Ce débat laïc ne pèserait pas si lourd si le contexte de l’Ecole française n’était devenu discriminatoire. Pisa ne fait pas que dire que l’Ecole française est particulièrement injuste socialement. Il montre aussi qu’en France les résultats scolaires sont liés à l’origine ethnique. A condition sociale égale, on observe un fort écart (environ une année d’école) entre un jeune autochtone et un allochtone. Et on sait fort bien, par exemple depuis les travaux de G Felouzis, que la ségrégation ethnique est à l’oeuvre dans le système éducatif. Cet « apartheid scolaire », pour reprendre la formule de G Felouzis, est devenu banal. Dans ce contexte, toute mesure qui cible une catégorie déjà discriminée accentue le sentiment de discrimination. Or c’est bien le cas des personnes de tradition musulmane.
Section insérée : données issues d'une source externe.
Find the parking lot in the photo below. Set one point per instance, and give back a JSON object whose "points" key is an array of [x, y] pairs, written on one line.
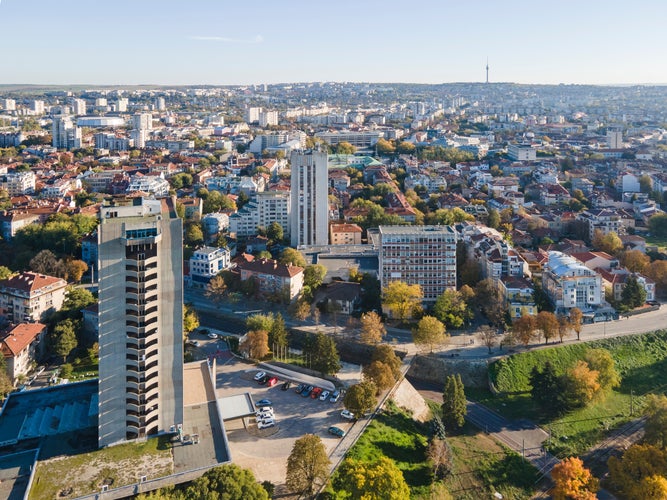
{"points": [[265, 452]]}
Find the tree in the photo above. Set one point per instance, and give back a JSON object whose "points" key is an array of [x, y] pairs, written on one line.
{"points": [[380, 479], [488, 337], [601, 361], [401, 298], [547, 323], [609, 242], [454, 407], [65, 338], [657, 225], [633, 294], [372, 328], [360, 398], [380, 374], [564, 326], [440, 455], [655, 429], [291, 256], [386, 355], [255, 344], [451, 309], [190, 319], [573, 480], [635, 261], [524, 329], [548, 389], [429, 332], [638, 463], [226, 482], [582, 384], [313, 275], [324, 356], [307, 465], [278, 332], [275, 232], [576, 317], [216, 289]]}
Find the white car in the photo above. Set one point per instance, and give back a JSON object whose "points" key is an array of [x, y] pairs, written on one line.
{"points": [[347, 415]]}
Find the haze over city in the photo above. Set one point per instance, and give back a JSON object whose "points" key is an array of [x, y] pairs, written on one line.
{"points": [[229, 43]]}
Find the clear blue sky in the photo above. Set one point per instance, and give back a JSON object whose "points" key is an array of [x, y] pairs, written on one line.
{"points": [[267, 41]]}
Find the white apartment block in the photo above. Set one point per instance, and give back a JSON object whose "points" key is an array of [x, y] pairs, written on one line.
{"points": [[18, 183], [422, 255], [568, 283], [206, 263]]}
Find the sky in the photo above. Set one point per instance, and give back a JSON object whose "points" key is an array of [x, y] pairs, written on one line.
{"points": [[223, 42]]}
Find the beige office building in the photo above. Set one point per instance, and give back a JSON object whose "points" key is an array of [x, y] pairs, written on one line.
{"points": [[140, 319]]}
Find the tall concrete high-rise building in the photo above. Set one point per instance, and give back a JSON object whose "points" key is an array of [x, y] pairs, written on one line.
{"points": [[140, 258], [310, 204], [419, 255]]}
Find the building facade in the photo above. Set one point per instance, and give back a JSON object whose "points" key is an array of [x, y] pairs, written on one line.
{"points": [[422, 255], [140, 319], [310, 204]]}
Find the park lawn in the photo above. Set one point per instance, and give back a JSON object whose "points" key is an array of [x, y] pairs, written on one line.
{"points": [[85, 473], [483, 466]]}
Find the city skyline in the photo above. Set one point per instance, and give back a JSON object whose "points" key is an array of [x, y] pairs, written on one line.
{"points": [[168, 43]]}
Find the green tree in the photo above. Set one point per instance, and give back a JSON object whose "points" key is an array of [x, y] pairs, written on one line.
{"points": [[633, 294], [313, 275], [451, 309], [380, 479], [278, 332], [401, 298], [360, 398], [429, 332], [454, 407], [65, 338], [190, 319], [307, 465], [372, 328], [324, 357], [226, 482], [387, 356], [292, 256], [655, 429], [275, 232], [657, 224]]}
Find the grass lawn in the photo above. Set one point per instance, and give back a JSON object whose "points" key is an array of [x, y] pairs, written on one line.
{"points": [[85, 473]]}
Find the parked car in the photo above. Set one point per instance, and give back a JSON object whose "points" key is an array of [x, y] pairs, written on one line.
{"points": [[347, 415], [336, 431]]}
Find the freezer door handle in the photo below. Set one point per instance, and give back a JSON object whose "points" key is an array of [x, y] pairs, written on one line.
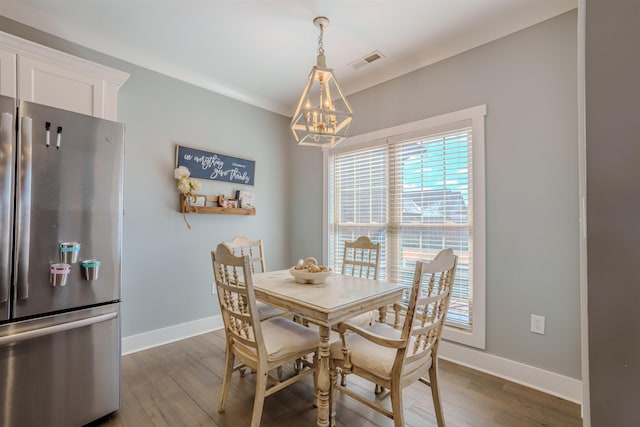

La démarche de cette mère oblige aussi l’Ecole à peser le poids réel de la loi d’orientation. La loi d’orientation a rompu avec l’ancienne conception de l’Ecole en adoptant l’idée d’une école inclusive. C’est à dire non pas une Ecole où l’élève doit se fondre dans le moule pour être inclus mais une Ecole qui accepte la différence. C’est aussi au nom de l’école inclusive que l’Ecole fait de la lutte contre l’échec et le décrochage scolaires des priorités absolues. Pour l’Ecole française, selon la loi, la scolarité des jeunes issus de l’immigration doit devenir l’objectif principal. Mais que pèse réellement la loi d’orientation ? Il y a t-il une volonté réelle de l’appliquer ? C’est aussi cette question qui va obtenir une réponse dans les semaines à venir.
La plainte déposée par cette mère de famille pose donc des questions de fond à l’Ecole. Elle met aussi le ministre face à ce qui ressemble bien à une contradiction fondamentale.